Additionally, several independent studies have found that hate speech has significantly increased on the site since Musk purchased it last fall. The edgelord billionaire, who has repeatedly threatened legal action against ex-employees and tech competitors, recently sued a nonprofit watchdog for claiming Twitter “fails to act on 99 percent” of hateful messages from Twitter Blue subscription accounts.
Yaccarino asserted to CNBC that the site has “built brand safety and content moderation tools that have never existed before at this company,” stating that X now has a policy called “freedom of speech, not reach” to deal with hateful content.
“So if you’re going to post something that's illegal or against the law, you’re gone. Zero tolerance,” she declared. “But more importantly, if you're going to post something that is lawful, but it’s awful, you get labeled. You get labeled, you get deamplified, which means it cannot be shared. And it is certainly demonetized.”
Making the case that brands shouldn’t be concerned with their ads “being next to that content,” Yaccarino then made another stunning claim.
“Reducing that hateful content from being seen, is one of the best examples how X is committed to encouraging healthy behavior online. And today, I can confidently sit in front of you and say that 99.9 percent of all posted impressions are healthy,” she proclaimed.

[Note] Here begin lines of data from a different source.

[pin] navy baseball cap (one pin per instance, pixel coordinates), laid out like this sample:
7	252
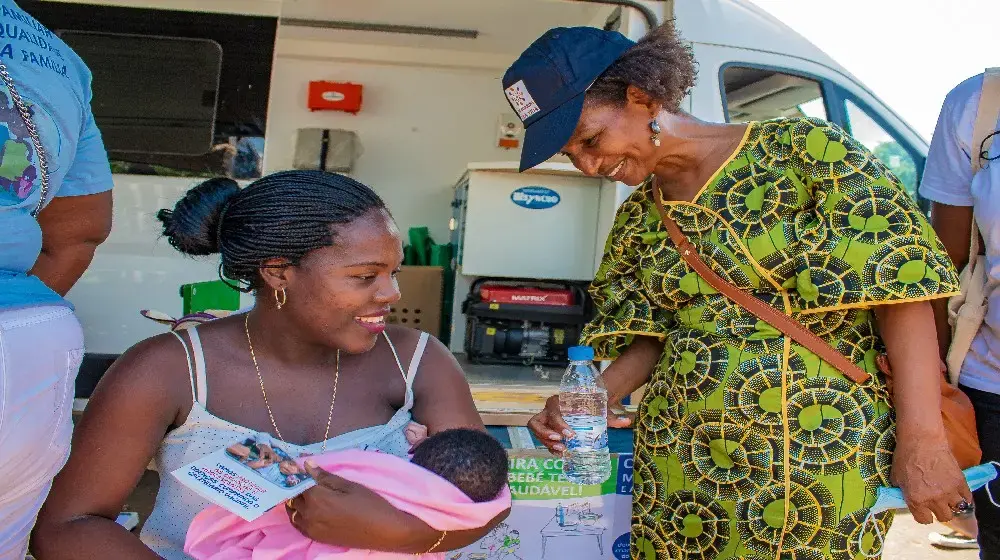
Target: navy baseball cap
546	85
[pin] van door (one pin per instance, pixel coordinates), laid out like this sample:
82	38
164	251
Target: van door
737	85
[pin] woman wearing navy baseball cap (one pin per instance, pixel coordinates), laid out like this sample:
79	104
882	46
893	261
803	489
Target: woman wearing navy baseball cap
746	444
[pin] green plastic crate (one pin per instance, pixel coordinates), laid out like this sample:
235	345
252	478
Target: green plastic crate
216	294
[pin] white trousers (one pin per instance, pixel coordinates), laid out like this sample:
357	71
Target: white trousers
40	353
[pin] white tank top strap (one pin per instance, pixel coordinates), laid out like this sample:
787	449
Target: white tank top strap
191	374
196	358
415	360
410	373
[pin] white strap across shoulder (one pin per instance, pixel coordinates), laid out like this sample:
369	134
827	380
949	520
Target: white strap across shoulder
986	117
196	365
415	360
187	355
411	373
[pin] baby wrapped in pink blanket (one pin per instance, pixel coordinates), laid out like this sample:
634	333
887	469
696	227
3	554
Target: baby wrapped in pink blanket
456	480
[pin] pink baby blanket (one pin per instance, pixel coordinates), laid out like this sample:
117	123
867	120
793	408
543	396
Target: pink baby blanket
216	534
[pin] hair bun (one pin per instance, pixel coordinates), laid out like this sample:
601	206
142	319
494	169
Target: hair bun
192	227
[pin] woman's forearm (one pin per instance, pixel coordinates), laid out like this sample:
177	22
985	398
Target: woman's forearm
87	538
633	368
413	536
941	326
910	339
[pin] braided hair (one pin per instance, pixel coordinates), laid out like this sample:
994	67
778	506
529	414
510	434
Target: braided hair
283	215
661	64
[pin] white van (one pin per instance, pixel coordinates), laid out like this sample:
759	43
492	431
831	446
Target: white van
193	88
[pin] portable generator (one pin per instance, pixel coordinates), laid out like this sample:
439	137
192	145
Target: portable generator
524	322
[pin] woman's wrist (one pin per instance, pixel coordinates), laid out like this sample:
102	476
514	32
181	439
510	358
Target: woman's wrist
919	427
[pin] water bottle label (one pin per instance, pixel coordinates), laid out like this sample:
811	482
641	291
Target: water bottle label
589	438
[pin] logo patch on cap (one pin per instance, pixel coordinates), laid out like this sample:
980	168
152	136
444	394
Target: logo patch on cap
521	100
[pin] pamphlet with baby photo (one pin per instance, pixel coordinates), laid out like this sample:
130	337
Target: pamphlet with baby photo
247	478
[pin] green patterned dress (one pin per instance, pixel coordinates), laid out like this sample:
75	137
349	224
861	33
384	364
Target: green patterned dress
746	444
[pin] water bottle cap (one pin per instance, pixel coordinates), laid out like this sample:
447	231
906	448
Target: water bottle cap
581	354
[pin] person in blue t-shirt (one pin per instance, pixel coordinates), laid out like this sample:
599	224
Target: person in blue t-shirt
55	209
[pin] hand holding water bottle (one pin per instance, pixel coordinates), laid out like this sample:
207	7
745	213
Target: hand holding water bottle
550	428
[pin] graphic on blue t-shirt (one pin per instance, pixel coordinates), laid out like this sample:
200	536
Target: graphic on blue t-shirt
17	154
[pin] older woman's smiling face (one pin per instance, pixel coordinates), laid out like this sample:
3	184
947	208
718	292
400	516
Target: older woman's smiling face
615	142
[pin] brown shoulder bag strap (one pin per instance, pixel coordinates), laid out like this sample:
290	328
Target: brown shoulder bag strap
792	328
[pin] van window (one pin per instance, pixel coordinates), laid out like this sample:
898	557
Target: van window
130	106
756	94
884	145
216	66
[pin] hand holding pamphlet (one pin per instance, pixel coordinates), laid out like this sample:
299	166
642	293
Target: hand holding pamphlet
249	477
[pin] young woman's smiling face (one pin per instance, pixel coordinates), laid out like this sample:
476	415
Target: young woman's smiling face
341	294
614	142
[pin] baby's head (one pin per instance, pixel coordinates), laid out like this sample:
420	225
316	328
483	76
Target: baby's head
473	461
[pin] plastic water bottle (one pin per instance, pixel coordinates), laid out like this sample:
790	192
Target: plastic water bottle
583	403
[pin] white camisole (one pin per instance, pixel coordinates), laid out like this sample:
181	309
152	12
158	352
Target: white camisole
202	433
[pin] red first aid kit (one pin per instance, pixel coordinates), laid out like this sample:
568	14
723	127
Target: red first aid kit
334	96
525	295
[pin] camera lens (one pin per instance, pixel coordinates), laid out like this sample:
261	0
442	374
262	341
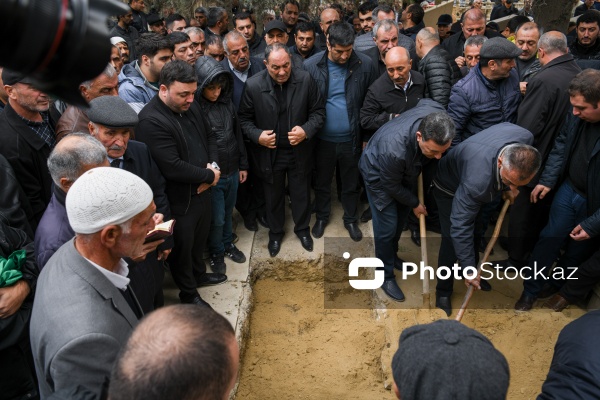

“How do you define healthy though? Is porn healthy? Are conspiracy theories healthy?” Eisen, without missing a beat, retorted.
“You know, it goes back to my point about our success with freedom of speech, not reach,” Yaccarino responded. “And if it’s lawful, but it’s awful, it's extraordinarily difficult for you to see it.”
Eisen, meanwhile, noted that the platform recently reinstated antisemitic rapper Kanye West's account. The controversial superstar, who is purportedly running for president, was banned by Musk last year after declaring his love for Adolf Hitler and posting Nazi imagery. “Lawful but awful, and he’s allowed back on,” the CNBC anchor observed.
Yaccarino, for her part, said that West would “operate within the very specific policies that we have established” but that “we also have to remember what's at the core of free expression.” At the same time, she said this is “why we’re doubling down on brand safety.”
Elsewhere in the wide-ranging conversation, the X CEO was asked if Musk’s notorious tweeting habits made her job “impossible,” prompting her to say that “it’s really important that everyone should be allowed to have their own opinion.”
Yaccarino also alleged that amid the platform’s rebrand, she convinced blue-chip advertisers to come back, the company was getting closer to profitability, and X is hiring again after firing most of its workforce.
“Coca-Cola, Visa, State Farm is a huge partner,” she said. “They’re coming back the last bunch of weeks—continued revenue growth and I think it's a combination of things.”
Asked when the company could “get to cashflow positive,” Yaccarino claimed “the operational run rate” is “pretty close to breakeven” and the company is “pacing well” due to its “cost discipline.”
Earlier this year, however, Twitter’s American advertising revenue was down 59 percent and had regularly fallen well short of weekly sales projections, The New York Times reported. Last month, in fact, Musk admitted that the company carried a “heavy debt load, its cash flow was negative, and ad revenue had plunged. This was after insisting in April that Twitter was “roughly breaking even” and “almost all advertisers have come back.”
Meanwhile, since rebranding Twitter to X, analysts and brand agencies have speculated that Musk has wiped out anywhere between $4 and $20 billion in brand value from the company he purchased for $44 billion. And this is after the Tesla founder himself admitted that the company was now worth roughly half of what he paid for it.